To overcome these limitations, we used a general hypothesis testing framework for detecting episodic relaxed selection intensity that utilizes codon-based maximum-likelihood models that are an extension of the BSREL model (RELAX) (Wertheim et al., 2015). The RELAX method is a variant of the branch-site random effects likelihood (BS-REL) model (Martin D Smith et al., 2015), which allows each lineage in a phylogeny to have a class of sites that evolve near neutrality (dN/dS ≈ 1), a class of sites that evolve under diversifying selection (dN/dS > 1), and a class of sites that evolve under purifying selection (dN/dS < 1). The RELAX test is based on the differential effects that reduced selection intensity is expected to have on these site-specific dN/dS rates: When selection is relaxed, smaller dN/dS values increase toward 1, whereas dN/dS values above 1 decrease (Wertheim et al., 2015).
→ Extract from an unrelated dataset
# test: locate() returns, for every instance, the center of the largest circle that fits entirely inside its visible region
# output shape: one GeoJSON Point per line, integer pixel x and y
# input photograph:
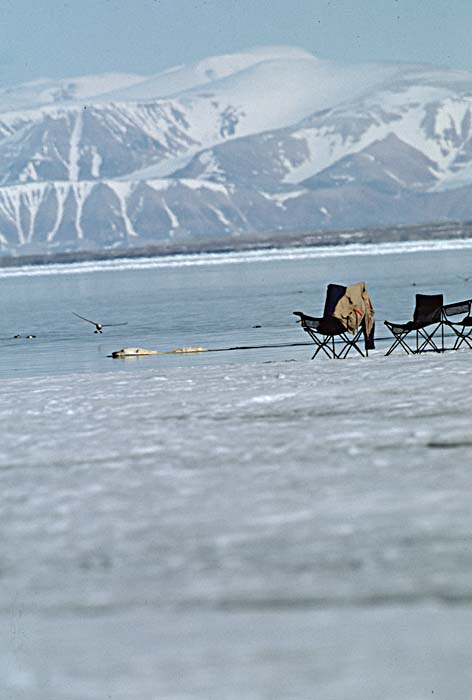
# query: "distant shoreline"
{"type": "Point", "coordinates": [258, 242]}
In the context of BSREL models, this trend can have two different effects: The dN/dS values inferred for the selection categories can move toward 1 and/or the proportions of sites belonging to the different classes can change in such a way that more sites are assigned to categories with dN/dS values closer to 1. To test whether selection is relaxed (or intensified) on a subset of a priori defined branches relative to the other branches, RELAX compares a null model in which a selection intensity parameter (K) is set to 1 for all branches (equivalent to the standard BSREL mode with three rate classes) to an alternative model in which the test branches share a K value inferred from the data. A LRT using the standard χ2 asymptotic distribution with 1 degree of freedom is used to determine significance: If the null model is rejected by the LRT, it indicates that selection on the test branches is intensified (K > 1) or relaxed (K < 1) compared with the reference branches (Wertheim et al., 2015). In our implementation of the RELAX test, the gorilla lineage is defined as the foreground (“test”) lineage and all other lineages are assigned to the background (“reference”) set.